Пупсу было все равно. Потеряв память, он вдруг перестал бояться жены, а напрасно.
— Ты бы сначала подготовила Розу, — попросил Евгений.
— Если Роза уже вернулась с консультации, — сказала я, нехотя набирая ее номер.
Роза вернулась.
— Чем занимаешься? — дипломатично поинтересовалась я.
— Ужин Пупсу готовлю, — доложила Роза.
Естественно, я тут же захотела посоветовать ей не тратить даром время, но совладала со своим желанием и спросила:
— Как Юля?
— Ты же знаешь ее, — ответила Роза. — Лучше скажи, как Лариса?
— У Ларисы прострелена шляпка, — держась из последних сил, чтобы не проболтаться про Пупса, сообщила я.
И в этот миг силы вдруг покинули меня, и, не помня как, я выложила все, начиная от вешалки Ларисы, под которой лежал Пупс, и заканчивая его рвотными позывами на мои блинчики.
Роза была в шоке.
«Это даже хорошо, — успокоила я себя, — зато теперь она не станет нервничать по поводу покушений».
— Где он, это ничтожество? — закричала Роза. — Где эта скотина?
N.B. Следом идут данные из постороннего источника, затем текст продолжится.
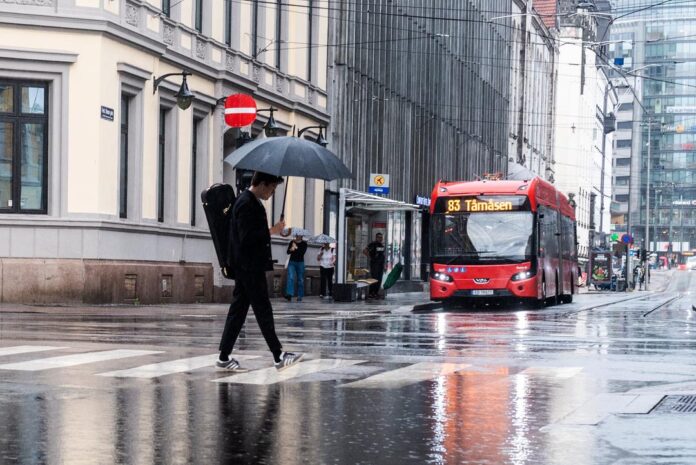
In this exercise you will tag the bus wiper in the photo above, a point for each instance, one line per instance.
(467, 255)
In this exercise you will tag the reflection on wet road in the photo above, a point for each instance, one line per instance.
(568, 384)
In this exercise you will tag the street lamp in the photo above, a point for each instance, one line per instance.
(320, 138)
(184, 97)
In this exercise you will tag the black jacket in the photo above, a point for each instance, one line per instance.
(298, 254)
(249, 236)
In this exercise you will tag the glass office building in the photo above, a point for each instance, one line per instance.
(657, 131)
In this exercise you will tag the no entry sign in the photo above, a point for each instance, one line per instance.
(240, 110)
— Лежит на диване в свежевыглаженом плаще, — поведала я. — Успокойся, у него нет любовницы, плащ гладил мой Евгений.
— Я убью его! — завопила Роза и бросила трубку.
— Женя, — сказала я, — сейчас же вези Пупса домой. Он срочно понадобился Розе.
Евгений неохотно повез Пупса к Розе, а я, радуясь, что уж где-где, а в моей-то жизни одна божья благодать, продолжила жарить блинчики. На радостях во мне открылось великодушие. Пока баба Рая и Санька (он оказался приверженцем взглядов бабы Раи) смотрели свой «В глаз народу», я сердобольно таскала свежеиспеченные блинчики к телевизору. С удивлением я обнаружила, что баба Рая ест гораздо быстрее, чем работает. Санька же слишком увлекся диспутом и к блинчикам проявлял равнодушие.
«Как хороша семейная жизнь», — с наслаждением подумала я, стоя у плиты.
Однако долго наслаждаться семейным счастьем мне не пришлось — позвонила Маруся. Она так отчаянно ревела в трубку, что я грешным делом похоронила ее разлюбезного Ваню, мысленно, разумеется. Слава богу, тут же выяснилось, что Ваня жив, чего нельзя сказать о самой Марусе. Если верить ее словам, то она прямо вся на краю могилы.
— Маруся, что случилось? — паникуя, завопила я.
— Если хочешь меня всю застать живой, поспеши, — трагически проревела Маруся. — У тебя есть всего тридцать минут.